Intel® oneAPI DPC++/C++ Compiler Developer Guide and Reference

ID 767253
Date 3/22/2024
Public

A newer version of this document is available. Customers should click here to go to the newest version.

Document Table of Contents

block_loop/noblock_loop

Enables or disables loop blocking for the immediately following nested loops. block_loop enables loop blocking for the nested loops. noblock_loop disables loop blocking for the nested loops.

Syntax

#pragma block_loop [clause[,clause]...]

#pragma noblock_loop

Arguments

clause

Can be any of the following:

factor (expr)

expr is a positive scalar constant integer expression representing the blocking factor for the specified loops. This clause is optional. If the factor clause is not present, the blocking factor will be determined based on processor type and memory access patterns and will be applied to the specified levels in the nested loop following the pragma.

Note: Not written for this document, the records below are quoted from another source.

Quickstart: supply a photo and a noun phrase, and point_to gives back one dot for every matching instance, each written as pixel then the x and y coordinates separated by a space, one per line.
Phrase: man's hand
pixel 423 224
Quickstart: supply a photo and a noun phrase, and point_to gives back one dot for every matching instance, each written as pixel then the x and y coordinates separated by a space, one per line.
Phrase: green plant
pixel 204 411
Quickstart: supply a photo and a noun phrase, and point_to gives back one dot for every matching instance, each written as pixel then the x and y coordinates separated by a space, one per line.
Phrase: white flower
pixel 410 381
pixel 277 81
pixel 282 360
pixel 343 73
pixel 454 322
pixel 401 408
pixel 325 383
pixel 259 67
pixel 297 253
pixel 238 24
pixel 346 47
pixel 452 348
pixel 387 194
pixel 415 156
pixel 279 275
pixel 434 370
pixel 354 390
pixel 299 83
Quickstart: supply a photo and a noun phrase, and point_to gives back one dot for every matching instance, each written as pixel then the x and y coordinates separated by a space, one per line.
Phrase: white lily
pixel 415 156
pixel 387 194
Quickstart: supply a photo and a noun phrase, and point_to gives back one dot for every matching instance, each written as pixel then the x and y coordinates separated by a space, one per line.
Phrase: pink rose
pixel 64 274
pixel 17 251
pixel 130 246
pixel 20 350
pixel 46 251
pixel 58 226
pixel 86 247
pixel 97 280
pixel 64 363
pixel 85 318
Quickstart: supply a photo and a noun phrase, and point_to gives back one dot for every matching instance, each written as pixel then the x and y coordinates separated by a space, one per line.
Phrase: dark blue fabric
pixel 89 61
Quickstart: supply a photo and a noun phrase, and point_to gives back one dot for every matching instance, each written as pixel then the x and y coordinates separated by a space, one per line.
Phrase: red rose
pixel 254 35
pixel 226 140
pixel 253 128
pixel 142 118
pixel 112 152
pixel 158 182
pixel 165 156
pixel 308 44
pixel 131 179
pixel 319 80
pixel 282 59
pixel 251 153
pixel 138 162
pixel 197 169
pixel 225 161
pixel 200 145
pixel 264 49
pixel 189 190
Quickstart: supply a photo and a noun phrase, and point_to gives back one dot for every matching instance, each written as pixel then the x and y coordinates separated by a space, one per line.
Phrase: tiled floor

At most only one factor clause can appear in a block_loop pragma.

level (level_expr[, level_expr]... )

level_expr is specified in the form const1 or const1:const2 where const1 is a positive integer constant m<= 8 representing the loop at level m, where the immediate following loop is level 1. The const2 is a positive integer constant n<= 8 representing the loop at level n, where n > m. const1:const2 represents the nested loops from level const1 through const2.

The clauses can be specified in any order. If you do not specify any clause, the compiler chooses the best blocking factor to apply to all levels of the immediately following nested loop.

Description

The block_loop pragma lets you exert greater control over optimizations on a specific loop inside a nested loop.

Using a technique called loop blocking, the block_loop pragma separates large iteration counted loops into smaller iteration groups. Execution of these smaller groups can increase the efficiency of cache space use and augment performance.

If there is no level and factor clause, the blocking factor will be determined based on the processor's type and memory access patterns and it will apply to all the levels in the nested loops following this pragma.

You can use the noblock_loop pragma to tune the performance by disabling loop blocking for nested loops.

The loop-carried dependence is ignored during the processing of block_loop pragmas.

The block_loop pragma is supported in host code only.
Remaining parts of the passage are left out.